Aujourd’hui, le monde fait face à sa pandémie la plus dévastatrice depuis 1918, lorsque le virus de la grippe a tué environ 50 millions de personnes. 

En janvier 2021, le virus SARS-CoV-2 avait tué plus de 500 000 personnes aux États-Unis et plus de 2,5 millions de personnes dans le monde. Les vaccins sont à nouveau exploités comme un élément important de la réponse de santé publique. Avec plus de 180 instituts de recherche et 100 entreprises dans le monde impliquées dans les efforts de développement de vaccins, chaque stratégie qui a déjà été utilisée pour fabriquer des vaccins est proposée contre le SRAS-CoV-2. De nouvelles technologies sont également utilisées. 

Les vaccins à ARNm

En septembre 2008, Katalin Karikó, Drew Weissman et leurs collègues de l’Université de Pennsylvanie ont modifié l’ARN messager (ARNm) à l’aide d’analogues nucléosidiques. Ces modifications ont stabilisé la molécule et éliminé sa capacité à induire une immunité innée, faisant ainsi de l’ARNm un outil prometteur pour le remplacement de gènes et la vaccination. 

En décembre 2020, sur la base des données d’innocuité et d’efficacité générées dans deux grandes études contrôlées par placebo, la Food and Drug Administration (FDA) a délivré des autorisations d’utilisation d’urgence pour deux vaccins à ARNm pour la prévention du Covid-19. 

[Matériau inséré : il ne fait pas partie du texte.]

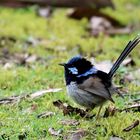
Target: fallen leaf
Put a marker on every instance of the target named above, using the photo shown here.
(68, 110)
(46, 115)
(133, 106)
(132, 126)
(70, 122)
(115, 138)
(100, 25)
(110, 111)
(31, 109)
(32, 41)
(53, 132)
(60, 3)
(43, 92)
(77, 135)
(45, 11)
(14, 99)
(22, 136)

Avec la récente autorisation des vaccins à ARNm, nous sommes entrés dans la cinquième ère de la vaccination. Cette classe de vaccins ne contient pas de protéines virales ; au lieu de cela, ces vaccins utilisent de l’ARNm, de l’ADN ou des vecteurs viraux qui fournissent des instructions aux cellules sur la façon de fabriquer de telles protéines. 

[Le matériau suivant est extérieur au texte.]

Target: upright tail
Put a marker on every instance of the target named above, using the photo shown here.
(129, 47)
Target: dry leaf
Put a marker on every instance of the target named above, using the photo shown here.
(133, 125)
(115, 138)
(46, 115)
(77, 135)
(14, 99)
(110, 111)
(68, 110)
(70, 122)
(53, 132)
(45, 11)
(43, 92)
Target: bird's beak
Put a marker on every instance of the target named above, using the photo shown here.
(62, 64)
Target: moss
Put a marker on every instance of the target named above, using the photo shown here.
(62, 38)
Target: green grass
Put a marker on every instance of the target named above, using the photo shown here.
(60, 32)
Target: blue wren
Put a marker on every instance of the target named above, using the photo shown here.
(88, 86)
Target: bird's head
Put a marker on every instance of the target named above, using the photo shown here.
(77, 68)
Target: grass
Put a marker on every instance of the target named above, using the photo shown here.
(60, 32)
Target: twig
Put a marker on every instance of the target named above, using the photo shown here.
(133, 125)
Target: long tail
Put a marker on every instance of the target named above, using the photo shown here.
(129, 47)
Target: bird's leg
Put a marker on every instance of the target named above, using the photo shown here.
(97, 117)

La pandémie de SRAS-CoV-2 sera un test important pour savoir si ces nouvelles plateformes peuvent tenir leur promesse de créer des vaccins sûrs, efficaces et évolutifs plus rapidement que les méthodes traditionnelles. S’ils réussissent ce test, la prochaine tâche sera d’accomplir une distribution équitable et efficace des vaccins – ce qui représenterait une réussite encore plus grande.